During the 1960s and 1970s Dutch society underwent a process of democratization. In architecture this led to greater attention to human needs in the design of buildings. Architects like J. Bakema, A. van Eyck, H. Haan and H. Hertzberger believed in a humane architecture full of emotional expression. From 1959 to 1963 these architects formed the editorial board of the journal Forum in which the image, including the photographic image, played a crucial role. Photos by V. Cornelius, who was Haan's photographer on his travels through Africa, were interspersed with photographs of public squares in Rome, streetscapes and snapshots of a given situation. Most of these photos contained people. The new architectural ideas were also reflected in photography, gradually giving rise to a more documentary style of architectural photography in which sharpness and clarity were replaced by coarse-grained shots. Apart from Cornelius, W. Diepraam and C. Wessing excelled in this type of photography. Forum became a new podium tor trendsetting architectural photography.

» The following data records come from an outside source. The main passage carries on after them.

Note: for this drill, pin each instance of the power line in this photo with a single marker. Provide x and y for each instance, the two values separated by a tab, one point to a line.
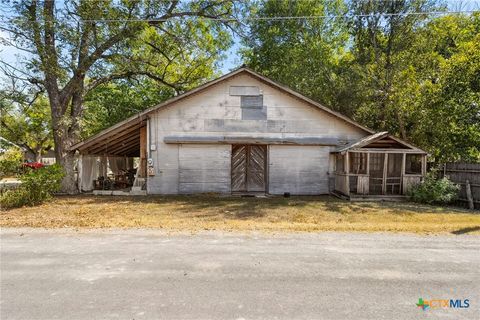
221	19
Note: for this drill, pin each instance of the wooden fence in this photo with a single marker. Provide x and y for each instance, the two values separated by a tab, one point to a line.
461	172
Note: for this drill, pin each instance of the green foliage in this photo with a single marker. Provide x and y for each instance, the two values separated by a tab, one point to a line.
113	102
37	186
434	191
304	54
10	162
416	76
26	123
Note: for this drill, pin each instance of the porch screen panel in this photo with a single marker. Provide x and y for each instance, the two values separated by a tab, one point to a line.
376	172
394	173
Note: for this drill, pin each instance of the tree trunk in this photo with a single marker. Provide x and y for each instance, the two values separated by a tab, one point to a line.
65	158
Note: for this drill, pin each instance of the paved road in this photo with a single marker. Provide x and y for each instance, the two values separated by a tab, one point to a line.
147	274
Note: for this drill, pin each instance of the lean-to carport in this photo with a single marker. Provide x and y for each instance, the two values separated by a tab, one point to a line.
113	150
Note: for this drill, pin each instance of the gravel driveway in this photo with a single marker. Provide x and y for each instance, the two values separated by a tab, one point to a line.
148	274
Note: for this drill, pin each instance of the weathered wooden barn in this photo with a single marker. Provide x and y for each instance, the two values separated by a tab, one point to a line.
246	134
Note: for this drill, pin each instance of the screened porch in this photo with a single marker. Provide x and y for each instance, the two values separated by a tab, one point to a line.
379	166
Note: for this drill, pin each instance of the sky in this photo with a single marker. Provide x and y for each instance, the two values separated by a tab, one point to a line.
232	57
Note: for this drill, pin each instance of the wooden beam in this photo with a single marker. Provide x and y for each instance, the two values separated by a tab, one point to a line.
404	161
121	149
117	146
143	153
424	165
347	171
111	147
108	140
382	150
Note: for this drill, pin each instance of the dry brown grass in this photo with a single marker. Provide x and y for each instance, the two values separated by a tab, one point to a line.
195	213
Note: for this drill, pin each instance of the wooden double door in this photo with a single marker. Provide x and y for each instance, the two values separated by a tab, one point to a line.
249	168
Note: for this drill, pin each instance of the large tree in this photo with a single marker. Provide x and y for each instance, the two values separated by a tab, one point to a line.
74	46
302	50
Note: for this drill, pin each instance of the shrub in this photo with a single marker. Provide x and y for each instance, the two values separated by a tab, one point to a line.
37	186
434	190
10	163
14	198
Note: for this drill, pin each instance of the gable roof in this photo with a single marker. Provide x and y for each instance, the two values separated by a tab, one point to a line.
137	119
365	141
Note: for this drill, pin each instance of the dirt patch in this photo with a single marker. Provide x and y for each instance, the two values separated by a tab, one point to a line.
195	213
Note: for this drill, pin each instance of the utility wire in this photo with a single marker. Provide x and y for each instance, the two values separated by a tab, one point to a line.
5	19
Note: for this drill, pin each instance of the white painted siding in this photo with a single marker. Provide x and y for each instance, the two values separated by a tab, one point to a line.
299	170
215	112
204	168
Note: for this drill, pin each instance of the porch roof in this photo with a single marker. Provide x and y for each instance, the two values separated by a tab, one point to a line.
380	141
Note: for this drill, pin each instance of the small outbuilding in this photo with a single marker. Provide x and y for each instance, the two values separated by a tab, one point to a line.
246	134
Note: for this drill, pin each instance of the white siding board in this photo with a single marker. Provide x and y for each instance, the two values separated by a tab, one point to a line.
298	169
214	112
204	168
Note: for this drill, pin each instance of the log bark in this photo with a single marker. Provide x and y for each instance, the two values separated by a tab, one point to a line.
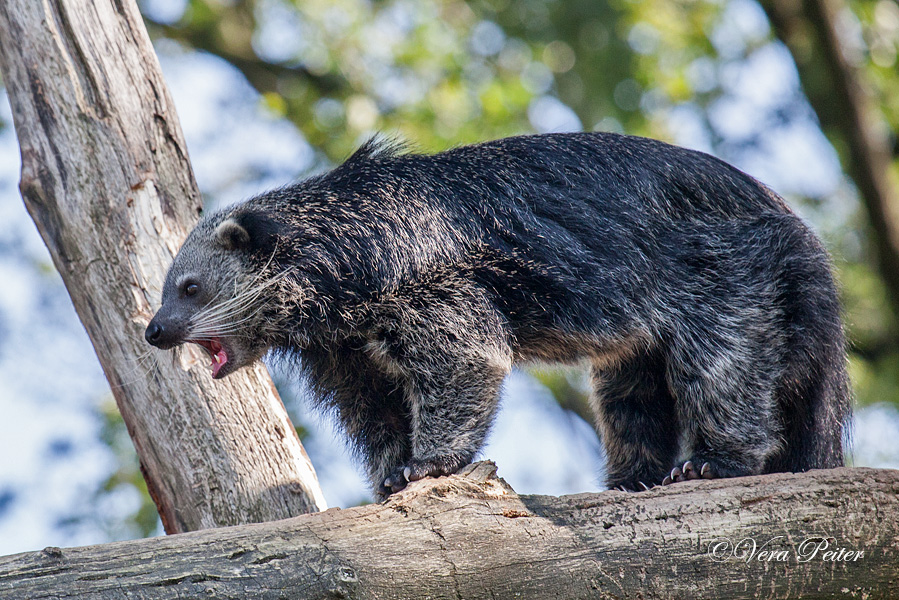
106	177
470	536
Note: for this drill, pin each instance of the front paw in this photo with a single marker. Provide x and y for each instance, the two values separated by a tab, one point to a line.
415	469
690	471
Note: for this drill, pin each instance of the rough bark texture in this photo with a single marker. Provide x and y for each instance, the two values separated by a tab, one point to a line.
106	177
471	537
837	91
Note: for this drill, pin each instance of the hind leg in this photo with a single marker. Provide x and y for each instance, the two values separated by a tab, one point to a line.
724	400
636	420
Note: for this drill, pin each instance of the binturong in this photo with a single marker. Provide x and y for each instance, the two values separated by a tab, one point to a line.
405	286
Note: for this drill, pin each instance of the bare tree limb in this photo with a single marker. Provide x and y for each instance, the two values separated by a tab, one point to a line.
470	536
106	178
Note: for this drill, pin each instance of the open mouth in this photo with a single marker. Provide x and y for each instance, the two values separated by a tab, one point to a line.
217	352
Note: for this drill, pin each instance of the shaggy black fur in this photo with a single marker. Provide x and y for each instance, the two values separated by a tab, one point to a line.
409	284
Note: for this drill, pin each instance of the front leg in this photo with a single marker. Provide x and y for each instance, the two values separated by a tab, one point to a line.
450	346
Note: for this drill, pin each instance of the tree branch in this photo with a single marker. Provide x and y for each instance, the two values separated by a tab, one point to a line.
470	536
106	178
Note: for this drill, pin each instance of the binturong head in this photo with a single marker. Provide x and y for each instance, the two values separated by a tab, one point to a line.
219	292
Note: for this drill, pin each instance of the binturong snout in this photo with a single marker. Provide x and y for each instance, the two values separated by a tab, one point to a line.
163	333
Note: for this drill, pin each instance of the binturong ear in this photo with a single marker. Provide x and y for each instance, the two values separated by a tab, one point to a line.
231	235
246	231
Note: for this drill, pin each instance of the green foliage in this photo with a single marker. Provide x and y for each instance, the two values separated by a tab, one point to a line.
446	72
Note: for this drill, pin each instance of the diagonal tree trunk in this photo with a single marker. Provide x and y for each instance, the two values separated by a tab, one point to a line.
106	178
470	536
837	91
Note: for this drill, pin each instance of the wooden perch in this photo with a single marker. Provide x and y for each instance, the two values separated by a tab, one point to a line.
106	178
822	534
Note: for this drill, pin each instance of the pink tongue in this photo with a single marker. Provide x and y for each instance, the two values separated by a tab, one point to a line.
218	361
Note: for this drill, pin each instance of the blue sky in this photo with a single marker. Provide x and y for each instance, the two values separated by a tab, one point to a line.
51	385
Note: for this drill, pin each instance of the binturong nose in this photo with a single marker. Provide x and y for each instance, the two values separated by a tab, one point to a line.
154	333
161	335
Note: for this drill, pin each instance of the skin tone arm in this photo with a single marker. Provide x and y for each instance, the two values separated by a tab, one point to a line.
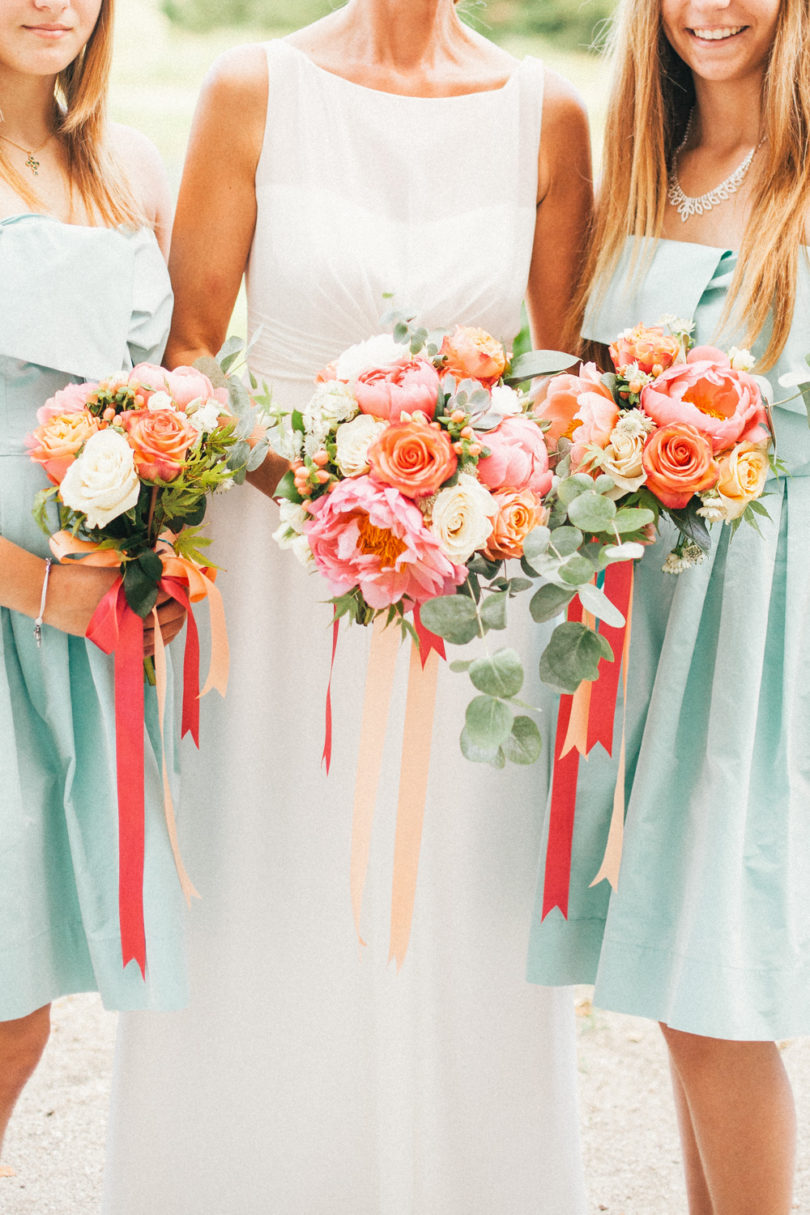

In the 1980s and 1990s, formalism returned to both architecture and photography. Techniques were unashamedly borrowed from advertising photography and high-quality colour photography and printing techniques gradually displaced the black-and-white image. In these years the new architecture was displayed in a fantastic kaleidoscope of colours. The experience of the architectural photograph changed along with developments in photographic technology. However, the final years of the twentieth century have ushered in yet another change of course. Human beings and their 'clutter' are no langer taboo in photographs. Compared with the 1980s and early 1990s, architecture is now less isolated from human existence.